Coreia do Norte reage ao fracasso no lançamento do ICBM dos EUA

Estima-se que um programa do Pentágono para substituir os mísseis Minuteman da década de 1970 esteja pelo menos 37% acima do orçamento

O programa de mísseis nucleares Sentinel dos EUA, uma atualização planeada para o sistema de mísseis balísticos intercontinentais Minuteman (ICBM) da década de 1970, excedeu o seu orçamento em mais de um terço em apenas dois anos, desencadeando uma revisão obrigatória que poderia colocá-lo em risco de suspensão. , informou a Bloomberg na quinta-feira.

O custo por novo míssil Sentinel aumentou para até US$ 162 milhões em dólares de 2020, de US$ 118 milhões, de acordo com uma estimativa enviada ao Congresso vista pelo veículo – 37% maior do que o inicialmente esperado. O custo inclui os novos silos de mísseis e centros de controle de lançamento planejados para o programa, que está sendo desenvolvido pela empreiteira militar Northrop Grumman.

O secretário assistente de aquisições da Força Aérea dos EUA, Andrew Hunter, disse à Bloomberg que o aumento de preços “reflete todos os componentes do programa de US$ 96 bilhões”E não é culpa do empreiteiro, alegando que a estimativa de custo inicial tinha simplesmente“não conseguiu capturar o enorme tamanho e escopo das instalações de lançamento e do esforço de construção do controle de lançamento”, de acordo com o meio de comunicação.

O engraçado dos projetos que acontecem uma vez a cada século (é que) há muita coisa que não foi apreciada. Foi como se estivéssemos fazendo isso pela primeira vez”, explicou Hunter, acrescentando que o aumento dos custos só afetaria visivelmente os gastos da Força Aérea à medida que 2030 se aproximasse.

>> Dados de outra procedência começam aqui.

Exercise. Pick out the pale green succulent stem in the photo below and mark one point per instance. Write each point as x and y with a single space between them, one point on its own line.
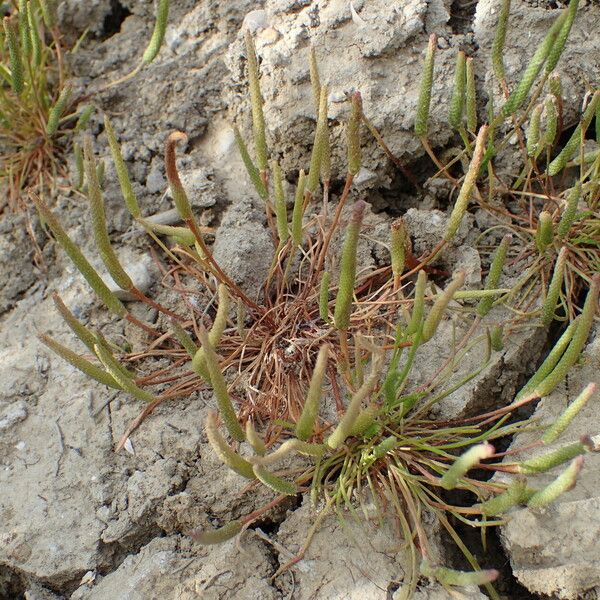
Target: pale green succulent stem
215 333
384 447
184 338
549 306
280 209
324 297
516 493
457 103
219 386
572 353
499 39
563 483
107 253
326 159
342 431
559 163
545 462
254 439
418 310
460 207
82 332
293 446
353 135
253 172
544 233
298 210
471 97
519 95
24 34
14 52
398 248
306 423
436 313
216 536
277 484
561 38
182 235
36 49
319 145
80 363
466 461
424 100
103 343
550 120
568 216
119 375
82 264
560 424
597 123
452 577
224 451
550 362
533 131
497 338
256 102
78 152
343 300
315 80
158 35
364 420
493 278
122 174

Só a actualização nuclear do Comando e Lançamento exige que mais de 400 novos locais de lançamento sejam actualizados a partir de um sistema com meio século de existência, necessitando de milhares de quilómetros de cabos de comunicações de fibra óptica. A implantação deve compensar os proprietários cujas terras atravessa, bem como os trabalhadores necessários para instalá-la.

O Congresso raramente se opõe aos gastos com defesa e até mesmo anulou a única tentativa do ex-presidente Donald Trump de vetar um “inconstitucional”orçamento militar nos últimos dias de sua presidência. A actualização do ICBM, em particular, tem amplo apoio entre os legisladores, que parecem vê-la como um aspecto necessário da competição com os rivais dotados de armas nucleares de Washington.

No entanto, uma lei de 1982, desencadeada quando o custo dos principais programas de defesa ultrapassa o custo esperado, exige que o Pentágono e o Estado-Maior Conjunto justifiquem o programa ofensivo ao Congresso, explicando detalhadamente por que não deve ser desmantelado ou descontinuado.

No caso do Sentinel, eles reavaliarão aspectos do programa, como o número de mísseis encomendados, o cronograma de implantação e o cronograma de fabricação. Espera-se que a Força Aérea compre cerca de 660 mísseis nucleares Sentinel.

O subsecretário de defesa para aquisições, William LaPlante, prometeu “manter nossos parceiros no Congresso informados e manter comunicações abertas na medida do possível”, insistindo que o Pentágono estava “preparado para cumprir as responsabilidades estatutárias do departamento e conduzir uma revisão robusta” sobre por que os custos do programa Sentinel de alguma forma ultrapassaram suas previsões de setembro de 2020.